Nikolai Danilevsky (1822-1885)

Nikolai Danilevsky (1822-1885)

The collection is dedicated to Nikolai Danilevsky, a Russian philosopher, sociologist, biologist, ideologist of Pan-Slavism, and author of the seminal work "Russia and Europe". The collection includes his works, correspondence, research, journalistic materials, abstracts of his dissertations, and video lectures.

In the 1840s, Danilevsky became interested in socialist ideas and joined the circle of Mikhail Petrashevsky. He was arrested for his involvement with the group and spent more than four months in prison in the Peter and Paul fortress. After being exiled to Vologda and then Samara, he remained under police surveillance until 1856, during which time he shifted his political views towards conservatism.

N. Danilevsky became known for his work "Russia and Europe: A Look at the Cultural and Political Relations of the Slavic World to the German-Roman World" (published in Zarya magazine in 1869 and later published in a separate edition in 1871, and then reprinted several times). In this book, Danilevsky rejected the commonly accepted idea of a unified world history as an evolutionary process of a single human race, and proposed a new concept of "cultural-historical types" instead. He identified 13 such types in total, 10 of which went through exceptional stages from "birth" to "blossoming" and then decline. Danilevsky paid special attention to Romano-Germanic (European) and Slavic cultures. His civilizational approach influenced the ideas of later scholars such as Arnold Toynbee and Oswald Spengler.

An important part of the collection is taken up by Danilevsky's work in the fields of statistics, geography and ethnography. This includes "Report on the most well-established expedition to study fish and animal resources in the White and Arctic seas" and "Statistical studies on population distribution and movement in Russia in 1846". A special section presents the publications of Nikolai in the magazine Zarya, reflecting his views on the cultural and political relations between the Slavic and German-Roman worlds.
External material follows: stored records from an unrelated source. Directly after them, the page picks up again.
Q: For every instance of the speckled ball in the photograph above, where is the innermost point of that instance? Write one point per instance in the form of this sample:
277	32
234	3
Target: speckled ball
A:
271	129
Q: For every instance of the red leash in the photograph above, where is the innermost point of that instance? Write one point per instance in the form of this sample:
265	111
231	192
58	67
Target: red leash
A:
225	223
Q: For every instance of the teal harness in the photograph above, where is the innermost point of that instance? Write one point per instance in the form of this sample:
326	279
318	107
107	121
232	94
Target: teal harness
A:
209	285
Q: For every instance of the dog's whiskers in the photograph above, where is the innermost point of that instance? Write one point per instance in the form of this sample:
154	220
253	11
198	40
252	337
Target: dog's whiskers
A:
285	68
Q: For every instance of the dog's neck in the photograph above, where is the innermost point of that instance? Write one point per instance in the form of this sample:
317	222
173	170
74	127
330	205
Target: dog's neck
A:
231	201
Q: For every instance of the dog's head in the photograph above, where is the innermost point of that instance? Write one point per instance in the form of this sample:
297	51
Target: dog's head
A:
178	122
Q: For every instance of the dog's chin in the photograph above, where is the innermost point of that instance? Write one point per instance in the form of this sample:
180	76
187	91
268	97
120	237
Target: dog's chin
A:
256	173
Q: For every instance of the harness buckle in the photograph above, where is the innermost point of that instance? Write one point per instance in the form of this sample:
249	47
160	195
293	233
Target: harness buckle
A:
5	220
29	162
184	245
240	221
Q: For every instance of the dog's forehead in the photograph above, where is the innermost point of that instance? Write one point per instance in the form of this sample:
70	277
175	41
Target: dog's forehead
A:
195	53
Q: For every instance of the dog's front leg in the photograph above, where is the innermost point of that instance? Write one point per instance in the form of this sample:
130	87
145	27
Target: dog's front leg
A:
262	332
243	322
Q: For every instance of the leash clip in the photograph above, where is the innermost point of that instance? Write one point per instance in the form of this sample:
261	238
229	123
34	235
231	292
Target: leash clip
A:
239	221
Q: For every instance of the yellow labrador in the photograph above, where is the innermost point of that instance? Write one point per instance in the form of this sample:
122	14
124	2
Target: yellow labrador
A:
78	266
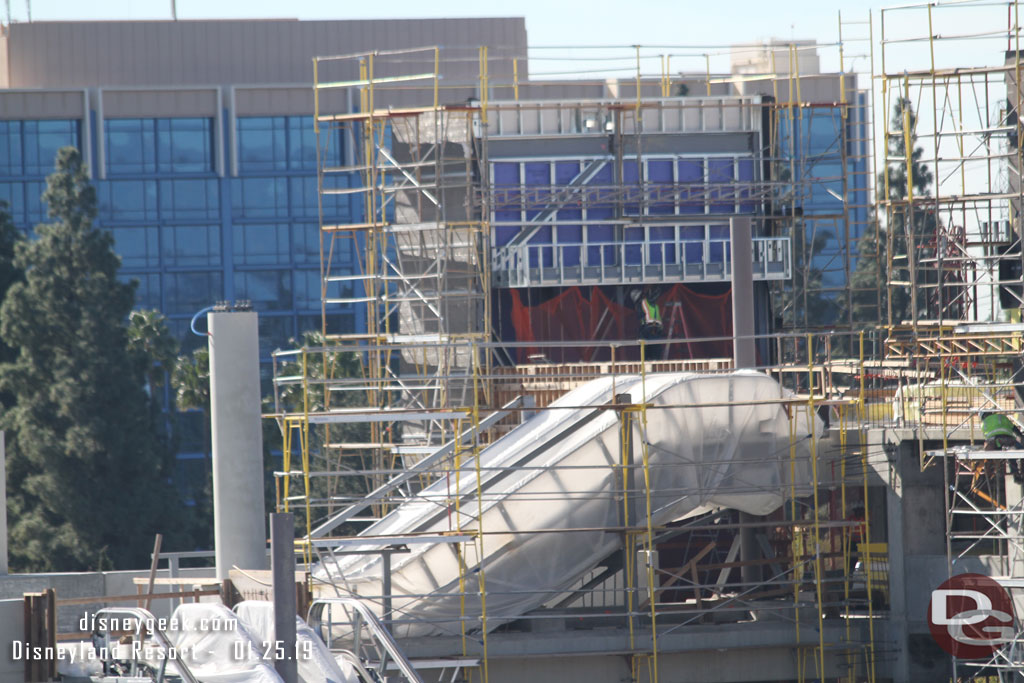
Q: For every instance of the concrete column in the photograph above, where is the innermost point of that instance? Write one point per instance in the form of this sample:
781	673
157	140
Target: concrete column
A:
283	572
3	504
239	513
743	355
742	293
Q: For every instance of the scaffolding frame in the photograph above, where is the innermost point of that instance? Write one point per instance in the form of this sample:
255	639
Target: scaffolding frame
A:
432	390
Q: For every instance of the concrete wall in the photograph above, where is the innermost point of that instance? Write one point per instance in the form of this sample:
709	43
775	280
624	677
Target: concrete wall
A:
82	585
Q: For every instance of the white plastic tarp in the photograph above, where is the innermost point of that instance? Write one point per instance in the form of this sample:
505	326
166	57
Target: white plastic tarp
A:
553	485
315	665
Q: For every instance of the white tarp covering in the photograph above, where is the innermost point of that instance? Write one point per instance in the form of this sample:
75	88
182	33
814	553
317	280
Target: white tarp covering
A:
315	665
553	485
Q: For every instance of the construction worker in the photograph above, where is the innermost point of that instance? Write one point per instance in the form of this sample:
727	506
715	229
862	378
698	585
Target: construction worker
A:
998	430
650	315
1001	434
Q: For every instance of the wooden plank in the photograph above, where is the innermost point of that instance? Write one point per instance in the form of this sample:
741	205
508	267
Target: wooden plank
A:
129	598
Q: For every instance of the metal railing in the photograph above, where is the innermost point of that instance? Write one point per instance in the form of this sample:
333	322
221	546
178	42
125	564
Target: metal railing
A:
628	262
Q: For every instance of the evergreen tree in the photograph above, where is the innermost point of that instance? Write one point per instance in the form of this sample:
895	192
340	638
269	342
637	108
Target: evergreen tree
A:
89	475
321	366
870	274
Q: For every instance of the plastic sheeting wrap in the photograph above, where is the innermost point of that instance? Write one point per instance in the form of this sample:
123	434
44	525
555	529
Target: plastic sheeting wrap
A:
315	665
714	441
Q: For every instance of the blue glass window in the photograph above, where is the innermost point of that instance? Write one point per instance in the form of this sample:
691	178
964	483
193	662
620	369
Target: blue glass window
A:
184	145
274	331
305	245
192	245
262	143
307	290
24	202
42	141
187	292
30	147
259	198
128	200
165	145
284	143
268	290
138	247
260	244
146	290
10	147
130	145
189	200
303	198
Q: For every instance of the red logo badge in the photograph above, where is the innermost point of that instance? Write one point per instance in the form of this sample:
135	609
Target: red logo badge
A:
971	616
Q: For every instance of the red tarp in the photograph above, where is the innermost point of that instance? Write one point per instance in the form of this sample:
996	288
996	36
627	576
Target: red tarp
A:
588	313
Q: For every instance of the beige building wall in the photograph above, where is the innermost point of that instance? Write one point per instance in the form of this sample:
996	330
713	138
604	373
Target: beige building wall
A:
61	54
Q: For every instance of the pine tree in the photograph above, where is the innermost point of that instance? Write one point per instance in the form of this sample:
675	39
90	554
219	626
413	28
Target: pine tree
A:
870	274
89	474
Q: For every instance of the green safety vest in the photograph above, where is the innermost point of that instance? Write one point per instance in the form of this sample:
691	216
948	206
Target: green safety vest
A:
997	425
651	314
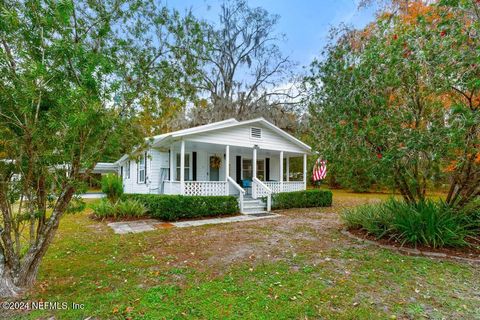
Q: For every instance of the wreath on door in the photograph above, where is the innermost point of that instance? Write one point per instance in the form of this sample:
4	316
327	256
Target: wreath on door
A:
215	162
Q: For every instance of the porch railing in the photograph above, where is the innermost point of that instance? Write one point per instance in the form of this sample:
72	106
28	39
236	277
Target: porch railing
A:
285	186
240	190
206	188
259	190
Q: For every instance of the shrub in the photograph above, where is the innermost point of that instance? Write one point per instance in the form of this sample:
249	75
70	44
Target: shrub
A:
130	208
175	207
373	218
112	186
302	199
122	208
430	223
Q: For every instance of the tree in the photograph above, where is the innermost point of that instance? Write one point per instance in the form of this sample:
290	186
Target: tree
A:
244	67
73	75
400	99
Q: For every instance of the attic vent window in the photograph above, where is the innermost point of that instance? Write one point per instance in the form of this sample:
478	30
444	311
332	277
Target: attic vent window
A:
256	133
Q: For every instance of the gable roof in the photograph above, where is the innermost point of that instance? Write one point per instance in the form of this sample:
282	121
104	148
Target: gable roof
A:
225	124
230	123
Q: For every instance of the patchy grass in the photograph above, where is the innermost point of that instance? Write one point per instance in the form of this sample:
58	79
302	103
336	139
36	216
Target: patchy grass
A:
295	266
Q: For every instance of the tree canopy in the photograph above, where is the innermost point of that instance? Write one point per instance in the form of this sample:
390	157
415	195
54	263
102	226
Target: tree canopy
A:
397	103
73	77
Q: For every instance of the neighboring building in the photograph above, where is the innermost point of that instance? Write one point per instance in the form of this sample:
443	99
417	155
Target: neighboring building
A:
217	159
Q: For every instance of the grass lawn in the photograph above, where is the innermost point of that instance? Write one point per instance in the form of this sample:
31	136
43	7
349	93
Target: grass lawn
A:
295	266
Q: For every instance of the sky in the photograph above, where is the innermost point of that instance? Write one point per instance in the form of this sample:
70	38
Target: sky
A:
306	23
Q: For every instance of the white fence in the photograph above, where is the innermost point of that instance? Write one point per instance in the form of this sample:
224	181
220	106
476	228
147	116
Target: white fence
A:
206	188
285	186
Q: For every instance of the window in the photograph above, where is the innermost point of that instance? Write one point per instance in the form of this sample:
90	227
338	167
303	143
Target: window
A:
186	169
247	169
142	164
127	170
255	133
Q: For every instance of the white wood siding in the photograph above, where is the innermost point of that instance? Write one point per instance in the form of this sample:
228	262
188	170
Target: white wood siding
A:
155	161
240	136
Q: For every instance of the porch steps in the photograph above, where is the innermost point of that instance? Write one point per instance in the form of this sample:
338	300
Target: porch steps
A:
253	206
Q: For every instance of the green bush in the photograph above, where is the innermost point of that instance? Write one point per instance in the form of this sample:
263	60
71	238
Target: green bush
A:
176	207
430	223
103	209
130	208
112	186
120	209
302	199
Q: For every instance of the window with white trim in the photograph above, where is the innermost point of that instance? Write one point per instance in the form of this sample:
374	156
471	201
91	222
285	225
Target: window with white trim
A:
127	170
186	168
141	169
255	133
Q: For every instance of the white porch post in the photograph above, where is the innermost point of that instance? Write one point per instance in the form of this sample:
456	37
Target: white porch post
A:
304	171
254	172
254	163
281	171
172	169
182	167
227	167
288	168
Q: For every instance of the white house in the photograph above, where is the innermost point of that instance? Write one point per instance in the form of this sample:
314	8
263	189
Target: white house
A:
217	159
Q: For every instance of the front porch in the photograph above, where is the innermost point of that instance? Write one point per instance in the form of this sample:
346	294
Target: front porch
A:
203	169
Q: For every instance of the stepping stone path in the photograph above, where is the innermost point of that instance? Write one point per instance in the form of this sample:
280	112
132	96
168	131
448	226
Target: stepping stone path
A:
138	226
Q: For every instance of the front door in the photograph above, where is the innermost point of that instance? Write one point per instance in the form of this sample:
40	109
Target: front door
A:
214	173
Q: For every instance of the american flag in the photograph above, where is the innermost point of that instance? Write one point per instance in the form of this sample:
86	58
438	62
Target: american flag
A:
319	170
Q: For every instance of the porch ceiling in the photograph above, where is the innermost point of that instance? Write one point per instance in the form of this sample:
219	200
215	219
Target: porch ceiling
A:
219	148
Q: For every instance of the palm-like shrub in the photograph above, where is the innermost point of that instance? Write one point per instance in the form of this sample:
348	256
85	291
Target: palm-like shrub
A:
120	209
103	209
130	208
112	186
430	223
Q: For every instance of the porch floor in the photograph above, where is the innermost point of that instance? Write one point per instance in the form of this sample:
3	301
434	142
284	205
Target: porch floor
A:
124	227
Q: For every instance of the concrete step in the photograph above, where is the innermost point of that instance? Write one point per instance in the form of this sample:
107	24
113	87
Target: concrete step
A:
255	211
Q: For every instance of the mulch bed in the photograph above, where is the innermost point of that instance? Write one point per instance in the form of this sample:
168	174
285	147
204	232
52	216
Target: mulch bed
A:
468	253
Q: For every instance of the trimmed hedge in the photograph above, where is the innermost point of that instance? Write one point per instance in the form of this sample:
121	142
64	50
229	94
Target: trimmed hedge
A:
302	199
176	207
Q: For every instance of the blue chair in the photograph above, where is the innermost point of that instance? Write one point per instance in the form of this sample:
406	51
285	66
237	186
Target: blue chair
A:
247	184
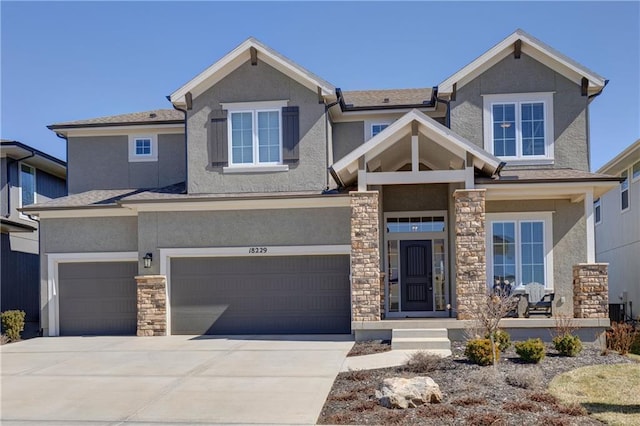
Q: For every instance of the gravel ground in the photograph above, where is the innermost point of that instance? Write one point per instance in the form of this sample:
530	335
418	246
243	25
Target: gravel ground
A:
473	395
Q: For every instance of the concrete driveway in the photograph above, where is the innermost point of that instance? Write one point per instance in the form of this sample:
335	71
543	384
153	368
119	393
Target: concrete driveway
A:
173	379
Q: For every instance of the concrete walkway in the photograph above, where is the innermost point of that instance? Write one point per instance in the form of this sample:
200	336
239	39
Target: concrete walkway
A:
169	380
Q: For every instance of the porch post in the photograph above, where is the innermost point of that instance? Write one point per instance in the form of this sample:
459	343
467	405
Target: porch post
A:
152	305
590	290
471	262
365	257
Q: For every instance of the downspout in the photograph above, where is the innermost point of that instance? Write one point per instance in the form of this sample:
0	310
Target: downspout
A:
14	160
186	160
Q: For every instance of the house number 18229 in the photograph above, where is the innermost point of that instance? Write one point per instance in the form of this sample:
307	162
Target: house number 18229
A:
257	250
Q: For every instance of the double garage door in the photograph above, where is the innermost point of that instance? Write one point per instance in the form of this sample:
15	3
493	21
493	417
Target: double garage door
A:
214	295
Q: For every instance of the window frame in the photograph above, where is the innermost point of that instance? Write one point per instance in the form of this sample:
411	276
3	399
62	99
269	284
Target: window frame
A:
35	186
623	189
254	108
134	157
517	99
547	220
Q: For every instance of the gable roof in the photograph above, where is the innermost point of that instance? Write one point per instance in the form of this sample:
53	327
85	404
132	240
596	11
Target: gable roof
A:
156	116
346	168
242	54
534	48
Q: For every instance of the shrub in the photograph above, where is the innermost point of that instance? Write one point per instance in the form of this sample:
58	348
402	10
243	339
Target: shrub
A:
423	362
620	337
479	351
531	351
501	338
525	378
567	344
12	324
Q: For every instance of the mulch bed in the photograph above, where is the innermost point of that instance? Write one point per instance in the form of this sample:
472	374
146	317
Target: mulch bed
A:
472	395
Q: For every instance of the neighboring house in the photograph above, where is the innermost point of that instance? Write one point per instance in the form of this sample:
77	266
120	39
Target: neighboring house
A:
617	219
27	176
286	205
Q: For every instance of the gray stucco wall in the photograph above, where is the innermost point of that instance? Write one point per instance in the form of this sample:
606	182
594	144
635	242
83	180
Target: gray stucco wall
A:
569	241
398	198
521	76
252	84
102	162
346	138
243	228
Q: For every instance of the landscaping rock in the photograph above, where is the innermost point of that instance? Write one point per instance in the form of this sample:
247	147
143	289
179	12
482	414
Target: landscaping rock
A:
403	393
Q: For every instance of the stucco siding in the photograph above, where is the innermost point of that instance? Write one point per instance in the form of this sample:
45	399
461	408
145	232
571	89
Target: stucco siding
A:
526	75
346	138
99	234
252	84
569	241
244	228
102	162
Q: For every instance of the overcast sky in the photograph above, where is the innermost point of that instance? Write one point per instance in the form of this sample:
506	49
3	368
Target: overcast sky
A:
64	61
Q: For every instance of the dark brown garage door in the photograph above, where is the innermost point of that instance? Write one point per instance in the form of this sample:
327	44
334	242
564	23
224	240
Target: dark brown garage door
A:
97	298
261	295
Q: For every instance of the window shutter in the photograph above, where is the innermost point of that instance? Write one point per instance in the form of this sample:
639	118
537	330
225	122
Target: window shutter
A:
290	133
218	138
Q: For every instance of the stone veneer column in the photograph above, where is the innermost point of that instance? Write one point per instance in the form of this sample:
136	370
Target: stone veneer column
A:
471	262
152	305
590	290
365	257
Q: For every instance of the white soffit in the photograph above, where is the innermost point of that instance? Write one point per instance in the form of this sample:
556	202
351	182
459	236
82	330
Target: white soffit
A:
239	56
532	47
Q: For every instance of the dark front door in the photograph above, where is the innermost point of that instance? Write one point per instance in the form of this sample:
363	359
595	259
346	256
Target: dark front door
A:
416	275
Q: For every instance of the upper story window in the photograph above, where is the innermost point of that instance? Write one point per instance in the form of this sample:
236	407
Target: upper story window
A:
255	134
519	127
27	185
143	148
624	191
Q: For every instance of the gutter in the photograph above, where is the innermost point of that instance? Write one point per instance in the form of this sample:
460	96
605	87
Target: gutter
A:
186	159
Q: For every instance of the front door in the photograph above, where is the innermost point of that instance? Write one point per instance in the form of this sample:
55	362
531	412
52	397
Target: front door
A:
416	277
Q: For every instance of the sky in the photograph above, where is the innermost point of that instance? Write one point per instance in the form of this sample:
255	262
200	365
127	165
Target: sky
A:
63	61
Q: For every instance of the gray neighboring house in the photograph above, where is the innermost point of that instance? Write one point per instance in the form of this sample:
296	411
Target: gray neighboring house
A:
27	176
270	201
617	219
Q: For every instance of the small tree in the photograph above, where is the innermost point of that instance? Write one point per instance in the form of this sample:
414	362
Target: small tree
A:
486	316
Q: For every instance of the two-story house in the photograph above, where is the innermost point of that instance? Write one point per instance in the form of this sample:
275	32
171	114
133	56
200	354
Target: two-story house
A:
270	201
617	219
27	176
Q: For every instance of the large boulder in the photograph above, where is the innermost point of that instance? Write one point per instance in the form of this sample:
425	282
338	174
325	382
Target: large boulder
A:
403	393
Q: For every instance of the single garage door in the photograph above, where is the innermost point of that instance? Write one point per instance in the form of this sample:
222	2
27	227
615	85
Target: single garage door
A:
97	298
260	295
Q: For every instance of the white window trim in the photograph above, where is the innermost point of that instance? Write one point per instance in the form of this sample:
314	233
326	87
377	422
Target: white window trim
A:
254	108
368	127
597	204
637	178
135	158
546	218
35	185
629	175
518	98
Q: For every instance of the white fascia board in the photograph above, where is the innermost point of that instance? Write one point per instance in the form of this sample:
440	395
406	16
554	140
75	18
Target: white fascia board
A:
532	47
237	57
229	205
168	129
525	191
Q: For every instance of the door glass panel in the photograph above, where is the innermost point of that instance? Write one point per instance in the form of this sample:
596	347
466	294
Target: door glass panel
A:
394	292
439	278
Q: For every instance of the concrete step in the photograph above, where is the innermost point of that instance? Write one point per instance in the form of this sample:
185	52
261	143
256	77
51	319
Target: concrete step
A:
425	343
419	332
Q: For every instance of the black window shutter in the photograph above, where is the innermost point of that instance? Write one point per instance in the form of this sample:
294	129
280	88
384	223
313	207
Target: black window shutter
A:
218	139
290	133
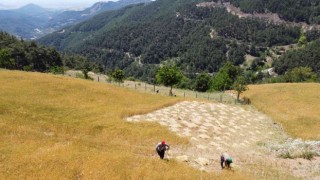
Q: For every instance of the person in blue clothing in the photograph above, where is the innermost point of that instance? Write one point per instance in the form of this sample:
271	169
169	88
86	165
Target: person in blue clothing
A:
161	148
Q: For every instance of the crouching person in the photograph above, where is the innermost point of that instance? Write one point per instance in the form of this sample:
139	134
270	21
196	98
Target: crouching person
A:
161	148
226	160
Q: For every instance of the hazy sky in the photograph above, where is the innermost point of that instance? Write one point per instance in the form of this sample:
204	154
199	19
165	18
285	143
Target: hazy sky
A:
50	3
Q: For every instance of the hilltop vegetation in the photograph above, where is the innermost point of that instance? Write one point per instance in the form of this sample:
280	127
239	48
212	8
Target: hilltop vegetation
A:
290	10
198	39
23	55
59	127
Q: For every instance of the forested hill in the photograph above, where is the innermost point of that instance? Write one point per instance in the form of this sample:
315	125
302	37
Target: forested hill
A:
28	56
197	39
291	10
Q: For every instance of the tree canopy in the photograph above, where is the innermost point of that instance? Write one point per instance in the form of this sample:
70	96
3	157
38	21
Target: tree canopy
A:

The collection is complemented by N. N. Strakhov's letters to N. Danilevsky, reviews of his scientific activities by contemporaries, the text of P. N. Milyukov's public lecture "The Decomposition of Slavophilism: Danilevsky, Leontiev, and V. Solovyov", abstracts of modern research, and a video recording of the report "Apostle of Slavism: Nikolai Danilevsky, as well as his supporters and opponents».

When creating the collection, sources from the following institutions and holdings were used: the Russian State Library, the State Public Historical Library, the Library of the Russian Academy of Sciences, the Samara Regional Universal Scientific Library, the Ural Federal University, Herzen Russian State Pedagogical University, Krupskaya Moscow Regional State Scientific Library and the portals of Lomonosov Moscow State University and Tsiolkovsky Kaluga State University.